Step 3: Developing OSHA Safety Manual
Once you’ve identified a proper control plan for each hazard and correcting these hazards, the next major step is to start developing your OSHA safety manual.
This written document will contain:
- All potential hazards in the workplace and the corresponding control plan for each
- All of the specific OSHA standards which apply to the company based on the existing hazards
- Assigning key roles and responsibility for the execution of the OSHA safety program, as well as organizational structure if applicable
- Defining communication policies for both internal and external communications in the event of incidents
- Necessary steps in executing an emergency action plan
- Safety manuals for potentially hazardous equipment
- Safety policies for potentially hazardous activities
Again, a safety management software solution like iReportSource can significantly help in this step. A common mistake is for businesses to only use a generic health and safety manual (often downloaded for free) which might not necessarily apply to the business. It’s best to develop a customized safety manual based on your company’s specific operations and hazards.

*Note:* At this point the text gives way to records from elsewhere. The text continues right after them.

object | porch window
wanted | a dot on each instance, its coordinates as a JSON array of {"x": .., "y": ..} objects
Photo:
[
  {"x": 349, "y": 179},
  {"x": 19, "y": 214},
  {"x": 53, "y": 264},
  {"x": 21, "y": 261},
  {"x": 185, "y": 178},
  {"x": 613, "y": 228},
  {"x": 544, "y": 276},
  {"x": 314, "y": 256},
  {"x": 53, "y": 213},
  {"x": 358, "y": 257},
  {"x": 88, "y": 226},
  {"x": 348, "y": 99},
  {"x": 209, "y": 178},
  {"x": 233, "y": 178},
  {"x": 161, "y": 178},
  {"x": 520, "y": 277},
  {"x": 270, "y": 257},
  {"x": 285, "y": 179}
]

Step 4: Safety Training Program
Once an OSHA safety manual has been developed, it’s important to educate and train workers and supervisors on how to follow this safety manual. Effective and comprehensive safety training is essential to the success of an OSHA safety program, but can often be the toughest challenge to tackle.
With that being said:
- Make sure safety training is customized to your operations. Again, generic training videos or other free resources might not be necessarily appropriate for your business’s needs and will be a violation of OSHA standards. Eco Online offers online safety training where you can develop site-specific courses to suit your particular business needs.

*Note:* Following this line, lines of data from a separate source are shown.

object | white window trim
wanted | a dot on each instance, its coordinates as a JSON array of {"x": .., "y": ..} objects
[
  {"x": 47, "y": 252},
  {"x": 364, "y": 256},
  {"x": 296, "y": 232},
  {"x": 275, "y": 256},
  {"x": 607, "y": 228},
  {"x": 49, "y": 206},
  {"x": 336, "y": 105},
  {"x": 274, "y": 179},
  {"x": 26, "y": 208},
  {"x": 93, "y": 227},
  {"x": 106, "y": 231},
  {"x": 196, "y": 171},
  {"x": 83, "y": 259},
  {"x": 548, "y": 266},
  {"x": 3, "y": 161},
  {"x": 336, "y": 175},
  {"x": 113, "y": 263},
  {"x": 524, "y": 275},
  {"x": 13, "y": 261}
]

- Refer to the OSHA requirements when designing your training modules. Some topics are only legally required to be trained once, but some others should be repeated annually.
- OSHA training should be a part of onboarding new employees, and this should be a major consideration if your company has turnover issues
- Refer to the relevant OSHA standards for the required training time for each topic. A common mistake is believing that a 10-minute training session is enough to stay compliant with OSHA standards, but most likely it’s not.
While OSHA safety training can be a challenging and expensive process, it is also a crucial part of implementing an OSHA safety program. Again, iReportSource can help you in implementing and monitoring your safety training program with its safety tracking and management features.
While staying compliant with OSHA safety standards can be quite challenging, it’s is a legal requirement for businesses located in the US, and failure to do so may result in fines and penalties, as well as serious legal implications.
It’s best to plan your OSHA safety program carefully and take it one step at a time through to completion.